While the story is intended to teach the virtues of seeking Allah and his help, it is also illustrative of spiritual humility which the boy needed to learn.  When we truly need help, it is a sign of wisdom and honesty to seek it.

And that is the second key in learning to ask for help.  We must ask in a way that is direct, clear, and specific.  It does us no good to play small, beat around the bush and fail to truthfully state our needs.  Too often I will coyly let it be known that help would be nice but then I diminish my request by failing to be specific or direct.  Someone will sincerely tell me they are available to me if I need assistance but I will fail to tell them how.  I will assume they should know, or that they, on their own, will begin to help me in a way that I need.  But my friends are not mind readers.  If I need a ride, I must say so.  If I need help cooking, I should say so.  If I need someone to just listen to my laments, I must say so.  If someone offers to render assistance when I am sick, depressed or lonely, I must respond to their gesture and tell them exactly how he or she can help.

Our duty to family, friends and stranger is to grant them the gift of serving.  Too often we fail to realize that it is a gift to serve others.  In serving others, we really do receive more than we give.  We derive deep pleasure and satisfaction in helping other people.  Indeed, we can show our love for others by graciously allowing them to serve us – to humble ourselves and allow them to be in control for a time.  It is an ironic form of pride to always be a giver and never a receiver.  It is an equally ironic form of humility to ask for and accept help when it is genuinely needed.

The final key to asking for help is knowing how to express gratitude for it.  Too many simply take the help of others for granted without speaking of its value and its expression of love and care.  There should not be a quid pro quo when we serve others – we do not offer our help in return for reciprocal help or expression of thanks.  The one who is helped, the one who does ask for assistance, however, should give evidence of full humility by expressing sincere gratitude.

In sum, learning to ask for help involves three key steps.  First, we must admit our need and we can only do that if we recognize what holds us back – our insecurity, our fear, our pride, our desire to always be in control, whatever it is.  The solution to those problems is relatively simple – we resolve to honestly recognize our limits.

Second, we must then ask politely but as directly, specifically and clearly as possible.  It is not enough to accept help.  We must ask for it.  To do so, is to truly show our humility.

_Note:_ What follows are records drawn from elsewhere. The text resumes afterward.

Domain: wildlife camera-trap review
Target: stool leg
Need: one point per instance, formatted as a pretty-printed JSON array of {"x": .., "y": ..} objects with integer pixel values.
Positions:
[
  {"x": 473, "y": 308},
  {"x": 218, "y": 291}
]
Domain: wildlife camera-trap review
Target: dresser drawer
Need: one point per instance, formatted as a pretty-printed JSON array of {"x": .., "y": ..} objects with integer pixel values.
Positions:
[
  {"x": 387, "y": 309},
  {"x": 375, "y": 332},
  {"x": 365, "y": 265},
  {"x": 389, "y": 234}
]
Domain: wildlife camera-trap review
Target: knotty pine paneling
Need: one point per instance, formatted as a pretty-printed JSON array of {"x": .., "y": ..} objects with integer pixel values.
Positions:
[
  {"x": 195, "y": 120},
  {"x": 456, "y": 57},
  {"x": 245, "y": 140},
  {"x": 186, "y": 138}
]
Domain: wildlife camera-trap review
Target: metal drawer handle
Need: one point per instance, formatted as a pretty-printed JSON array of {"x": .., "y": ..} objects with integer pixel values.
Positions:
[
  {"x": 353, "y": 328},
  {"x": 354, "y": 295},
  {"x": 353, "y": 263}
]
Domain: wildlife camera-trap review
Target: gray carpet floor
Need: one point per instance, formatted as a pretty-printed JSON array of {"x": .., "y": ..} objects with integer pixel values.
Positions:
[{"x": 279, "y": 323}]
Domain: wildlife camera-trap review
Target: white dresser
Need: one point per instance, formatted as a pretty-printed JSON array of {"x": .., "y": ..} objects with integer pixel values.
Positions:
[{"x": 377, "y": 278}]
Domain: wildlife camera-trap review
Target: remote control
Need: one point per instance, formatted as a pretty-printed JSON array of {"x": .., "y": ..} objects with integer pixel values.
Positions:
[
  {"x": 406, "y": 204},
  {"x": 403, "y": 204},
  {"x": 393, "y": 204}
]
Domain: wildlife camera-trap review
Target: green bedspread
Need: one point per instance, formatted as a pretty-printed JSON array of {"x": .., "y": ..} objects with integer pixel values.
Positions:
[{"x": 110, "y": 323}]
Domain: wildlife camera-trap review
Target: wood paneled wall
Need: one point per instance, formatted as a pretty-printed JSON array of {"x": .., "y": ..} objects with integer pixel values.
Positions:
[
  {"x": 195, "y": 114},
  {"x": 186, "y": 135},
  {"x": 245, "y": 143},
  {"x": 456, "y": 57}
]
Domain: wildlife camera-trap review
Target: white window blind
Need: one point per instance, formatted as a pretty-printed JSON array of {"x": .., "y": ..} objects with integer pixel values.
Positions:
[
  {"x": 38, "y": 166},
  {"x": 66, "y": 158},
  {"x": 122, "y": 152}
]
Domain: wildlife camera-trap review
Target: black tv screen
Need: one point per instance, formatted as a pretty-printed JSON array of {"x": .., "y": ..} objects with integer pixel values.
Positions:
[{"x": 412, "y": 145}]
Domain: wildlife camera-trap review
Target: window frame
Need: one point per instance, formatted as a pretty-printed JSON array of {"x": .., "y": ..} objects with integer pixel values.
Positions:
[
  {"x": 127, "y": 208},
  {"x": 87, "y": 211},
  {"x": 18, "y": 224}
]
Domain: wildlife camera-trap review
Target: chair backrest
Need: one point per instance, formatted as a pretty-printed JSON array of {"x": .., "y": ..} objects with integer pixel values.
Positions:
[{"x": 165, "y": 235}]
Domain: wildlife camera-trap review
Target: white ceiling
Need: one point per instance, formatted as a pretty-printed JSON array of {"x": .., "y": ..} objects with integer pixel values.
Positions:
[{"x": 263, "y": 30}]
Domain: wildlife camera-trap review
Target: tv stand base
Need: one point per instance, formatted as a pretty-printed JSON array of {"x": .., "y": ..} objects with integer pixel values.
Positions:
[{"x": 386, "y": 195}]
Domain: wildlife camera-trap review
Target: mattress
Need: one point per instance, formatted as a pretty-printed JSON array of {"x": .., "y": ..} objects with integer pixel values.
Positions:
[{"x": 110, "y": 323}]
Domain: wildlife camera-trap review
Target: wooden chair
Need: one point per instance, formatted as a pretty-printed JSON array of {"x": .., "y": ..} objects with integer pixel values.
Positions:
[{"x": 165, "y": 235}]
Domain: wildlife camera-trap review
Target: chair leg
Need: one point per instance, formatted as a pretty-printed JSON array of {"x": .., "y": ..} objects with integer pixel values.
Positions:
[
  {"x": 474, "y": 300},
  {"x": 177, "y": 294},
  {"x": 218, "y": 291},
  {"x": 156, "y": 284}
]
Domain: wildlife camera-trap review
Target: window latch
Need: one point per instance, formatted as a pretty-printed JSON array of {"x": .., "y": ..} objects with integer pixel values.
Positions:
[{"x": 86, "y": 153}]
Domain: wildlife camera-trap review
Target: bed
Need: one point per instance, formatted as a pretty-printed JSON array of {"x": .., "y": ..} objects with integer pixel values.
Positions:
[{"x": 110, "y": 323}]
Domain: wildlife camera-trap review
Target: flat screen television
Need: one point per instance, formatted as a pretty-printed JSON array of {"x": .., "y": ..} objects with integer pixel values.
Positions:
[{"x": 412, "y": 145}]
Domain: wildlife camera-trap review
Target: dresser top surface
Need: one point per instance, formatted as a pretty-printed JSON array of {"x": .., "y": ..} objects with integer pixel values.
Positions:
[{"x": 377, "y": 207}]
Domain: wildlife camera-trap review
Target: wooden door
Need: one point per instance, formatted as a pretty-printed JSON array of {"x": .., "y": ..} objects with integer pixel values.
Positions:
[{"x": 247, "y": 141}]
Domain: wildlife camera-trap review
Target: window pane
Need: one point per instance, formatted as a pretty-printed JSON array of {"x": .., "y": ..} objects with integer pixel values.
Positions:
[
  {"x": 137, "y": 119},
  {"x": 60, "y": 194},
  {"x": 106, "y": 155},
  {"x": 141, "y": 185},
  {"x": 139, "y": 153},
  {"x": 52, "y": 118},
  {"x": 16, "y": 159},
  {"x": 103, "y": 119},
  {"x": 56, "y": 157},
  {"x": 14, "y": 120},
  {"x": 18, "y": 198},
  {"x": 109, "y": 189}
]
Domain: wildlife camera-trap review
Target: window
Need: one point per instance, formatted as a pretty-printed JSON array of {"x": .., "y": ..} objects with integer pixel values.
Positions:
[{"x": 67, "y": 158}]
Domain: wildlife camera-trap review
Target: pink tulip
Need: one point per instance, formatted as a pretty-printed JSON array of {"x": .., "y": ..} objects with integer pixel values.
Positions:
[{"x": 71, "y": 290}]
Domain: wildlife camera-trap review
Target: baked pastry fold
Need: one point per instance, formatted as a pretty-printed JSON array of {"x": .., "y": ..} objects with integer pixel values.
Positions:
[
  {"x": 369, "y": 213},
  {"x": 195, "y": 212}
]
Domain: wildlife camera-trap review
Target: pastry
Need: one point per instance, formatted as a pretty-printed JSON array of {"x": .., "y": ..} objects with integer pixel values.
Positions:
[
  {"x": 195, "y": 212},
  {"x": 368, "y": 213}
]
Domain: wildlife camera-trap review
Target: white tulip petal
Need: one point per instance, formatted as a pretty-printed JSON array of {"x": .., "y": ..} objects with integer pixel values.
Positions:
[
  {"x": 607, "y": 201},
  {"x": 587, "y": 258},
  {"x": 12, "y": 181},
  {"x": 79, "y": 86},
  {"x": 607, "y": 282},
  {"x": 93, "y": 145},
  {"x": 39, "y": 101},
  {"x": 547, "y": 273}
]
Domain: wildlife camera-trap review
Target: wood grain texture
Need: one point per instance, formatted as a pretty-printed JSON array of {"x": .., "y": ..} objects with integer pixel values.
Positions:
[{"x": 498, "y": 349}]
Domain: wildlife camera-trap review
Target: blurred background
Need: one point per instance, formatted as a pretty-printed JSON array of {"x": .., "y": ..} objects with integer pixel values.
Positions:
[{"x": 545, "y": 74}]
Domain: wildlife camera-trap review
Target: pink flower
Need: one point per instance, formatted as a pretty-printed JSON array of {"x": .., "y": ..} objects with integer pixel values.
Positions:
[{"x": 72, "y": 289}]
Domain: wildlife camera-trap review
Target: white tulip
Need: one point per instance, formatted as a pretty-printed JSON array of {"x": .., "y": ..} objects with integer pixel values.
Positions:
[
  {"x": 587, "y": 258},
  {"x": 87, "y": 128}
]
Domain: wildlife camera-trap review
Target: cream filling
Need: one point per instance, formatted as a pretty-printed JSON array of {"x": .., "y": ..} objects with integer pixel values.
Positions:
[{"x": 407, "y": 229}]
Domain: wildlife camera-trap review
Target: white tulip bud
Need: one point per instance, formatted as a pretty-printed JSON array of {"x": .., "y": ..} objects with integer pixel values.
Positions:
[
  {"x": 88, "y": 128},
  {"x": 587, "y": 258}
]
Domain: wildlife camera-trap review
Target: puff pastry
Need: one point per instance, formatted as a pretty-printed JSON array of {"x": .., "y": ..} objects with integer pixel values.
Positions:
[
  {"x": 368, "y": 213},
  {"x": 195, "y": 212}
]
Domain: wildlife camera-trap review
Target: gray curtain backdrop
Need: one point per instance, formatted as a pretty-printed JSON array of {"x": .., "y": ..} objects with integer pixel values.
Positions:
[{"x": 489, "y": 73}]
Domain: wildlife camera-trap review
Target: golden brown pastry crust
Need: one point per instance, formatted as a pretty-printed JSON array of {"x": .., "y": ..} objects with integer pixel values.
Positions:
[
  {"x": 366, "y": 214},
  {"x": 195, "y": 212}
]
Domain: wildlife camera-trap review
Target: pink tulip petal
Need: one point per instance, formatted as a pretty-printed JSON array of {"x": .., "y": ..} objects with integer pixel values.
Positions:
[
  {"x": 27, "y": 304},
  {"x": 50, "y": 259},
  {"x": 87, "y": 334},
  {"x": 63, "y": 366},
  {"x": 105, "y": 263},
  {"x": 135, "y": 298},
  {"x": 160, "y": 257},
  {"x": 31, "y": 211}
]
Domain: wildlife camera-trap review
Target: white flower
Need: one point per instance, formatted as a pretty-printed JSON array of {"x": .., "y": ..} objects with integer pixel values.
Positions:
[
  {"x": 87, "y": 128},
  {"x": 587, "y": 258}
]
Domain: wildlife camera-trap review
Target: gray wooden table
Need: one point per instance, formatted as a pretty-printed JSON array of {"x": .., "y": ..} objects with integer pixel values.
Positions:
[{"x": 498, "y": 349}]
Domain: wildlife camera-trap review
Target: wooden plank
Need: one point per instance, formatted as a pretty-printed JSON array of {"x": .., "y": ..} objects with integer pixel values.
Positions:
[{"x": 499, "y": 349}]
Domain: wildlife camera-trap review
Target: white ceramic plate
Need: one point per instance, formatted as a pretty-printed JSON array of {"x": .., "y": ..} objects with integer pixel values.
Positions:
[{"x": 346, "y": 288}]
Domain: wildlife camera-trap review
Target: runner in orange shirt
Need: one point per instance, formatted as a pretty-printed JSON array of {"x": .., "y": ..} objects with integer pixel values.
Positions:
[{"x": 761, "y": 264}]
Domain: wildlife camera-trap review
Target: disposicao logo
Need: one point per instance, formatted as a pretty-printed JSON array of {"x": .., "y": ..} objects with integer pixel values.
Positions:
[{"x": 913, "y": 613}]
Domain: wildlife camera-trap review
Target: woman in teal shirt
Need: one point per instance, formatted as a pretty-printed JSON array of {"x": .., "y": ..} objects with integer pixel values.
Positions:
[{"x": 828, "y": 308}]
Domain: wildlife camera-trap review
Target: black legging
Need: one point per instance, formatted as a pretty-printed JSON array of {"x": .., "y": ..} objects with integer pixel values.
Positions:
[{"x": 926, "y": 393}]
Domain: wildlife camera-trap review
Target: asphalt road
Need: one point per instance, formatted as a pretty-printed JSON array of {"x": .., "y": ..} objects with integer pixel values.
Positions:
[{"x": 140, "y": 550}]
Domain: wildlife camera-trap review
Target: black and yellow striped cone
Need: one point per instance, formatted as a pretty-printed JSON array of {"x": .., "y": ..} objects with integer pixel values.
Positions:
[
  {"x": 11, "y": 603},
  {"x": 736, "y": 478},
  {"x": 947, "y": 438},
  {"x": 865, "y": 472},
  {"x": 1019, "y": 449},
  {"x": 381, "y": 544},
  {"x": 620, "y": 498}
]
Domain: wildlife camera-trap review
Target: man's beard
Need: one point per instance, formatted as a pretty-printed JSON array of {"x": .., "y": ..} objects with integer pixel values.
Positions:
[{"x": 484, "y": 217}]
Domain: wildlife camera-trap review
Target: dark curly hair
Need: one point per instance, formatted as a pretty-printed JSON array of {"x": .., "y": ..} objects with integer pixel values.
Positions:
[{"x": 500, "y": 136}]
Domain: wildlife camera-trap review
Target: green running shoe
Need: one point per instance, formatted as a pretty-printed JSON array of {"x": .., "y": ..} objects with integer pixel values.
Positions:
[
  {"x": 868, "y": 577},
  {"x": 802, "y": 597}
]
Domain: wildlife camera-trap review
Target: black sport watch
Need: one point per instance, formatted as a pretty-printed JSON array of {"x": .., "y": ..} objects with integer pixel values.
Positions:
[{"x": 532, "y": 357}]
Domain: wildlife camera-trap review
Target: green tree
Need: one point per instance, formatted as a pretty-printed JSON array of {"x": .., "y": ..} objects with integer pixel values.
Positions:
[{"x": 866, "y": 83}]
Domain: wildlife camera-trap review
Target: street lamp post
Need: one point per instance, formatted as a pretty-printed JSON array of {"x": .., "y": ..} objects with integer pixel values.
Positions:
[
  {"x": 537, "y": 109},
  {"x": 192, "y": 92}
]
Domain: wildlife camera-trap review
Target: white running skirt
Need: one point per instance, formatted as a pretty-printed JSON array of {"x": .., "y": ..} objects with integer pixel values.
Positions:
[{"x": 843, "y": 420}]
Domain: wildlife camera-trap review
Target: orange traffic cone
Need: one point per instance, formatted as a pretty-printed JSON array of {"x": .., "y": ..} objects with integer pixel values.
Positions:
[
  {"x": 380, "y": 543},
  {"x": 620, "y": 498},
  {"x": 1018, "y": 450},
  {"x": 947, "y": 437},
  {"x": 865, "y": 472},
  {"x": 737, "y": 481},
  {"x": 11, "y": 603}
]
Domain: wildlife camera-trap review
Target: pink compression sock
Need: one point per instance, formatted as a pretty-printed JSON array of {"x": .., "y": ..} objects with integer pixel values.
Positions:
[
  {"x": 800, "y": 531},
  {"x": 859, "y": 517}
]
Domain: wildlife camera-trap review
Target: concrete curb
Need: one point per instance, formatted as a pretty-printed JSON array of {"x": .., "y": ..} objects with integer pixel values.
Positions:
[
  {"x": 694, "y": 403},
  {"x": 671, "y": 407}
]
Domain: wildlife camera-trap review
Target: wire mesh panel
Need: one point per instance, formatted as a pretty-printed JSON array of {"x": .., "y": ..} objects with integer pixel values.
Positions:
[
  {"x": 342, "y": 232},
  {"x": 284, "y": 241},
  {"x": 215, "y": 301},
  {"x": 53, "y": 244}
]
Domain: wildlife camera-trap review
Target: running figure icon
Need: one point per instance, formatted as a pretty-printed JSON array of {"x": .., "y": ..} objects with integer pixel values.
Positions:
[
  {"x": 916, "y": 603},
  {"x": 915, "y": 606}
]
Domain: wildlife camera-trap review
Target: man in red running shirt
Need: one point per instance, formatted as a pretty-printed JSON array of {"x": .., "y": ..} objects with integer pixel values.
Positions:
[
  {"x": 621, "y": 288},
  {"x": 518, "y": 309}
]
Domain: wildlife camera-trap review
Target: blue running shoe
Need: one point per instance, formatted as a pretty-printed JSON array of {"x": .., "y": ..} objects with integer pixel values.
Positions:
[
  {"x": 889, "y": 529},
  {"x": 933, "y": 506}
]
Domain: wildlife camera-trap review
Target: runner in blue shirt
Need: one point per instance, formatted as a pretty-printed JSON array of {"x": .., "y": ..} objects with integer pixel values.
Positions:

Finally, and third, we must give thanks for our helpers.   An attitude of gratitude, as I’ve said before, is the ultimate form of humility.

Life is, from its very beginning, hard.  We, along with all creatures, struggle and work to survive.  The glory of almost all living animals, however, is that the fight for survival is not a lonely task.  Humans are wired to be in community and to share the unique abilities given to each person.  This is the ethic of moral imagination and cooperation.  We do better as a species when we sublimate the selfish desires of the individual and channel them, instead, into common work for all humanity.  And the only way that can be fully accomplished is if each person serves others more than the self and if each person is also willing to allow others to serve and help them.  Such is the mutuality of life.  I will live and thrive only if you do too.  I need you.  You need me.  Together, we can then build a form of heaven on earth.  Let us resolve in 2014 to ask for help when we truly need it.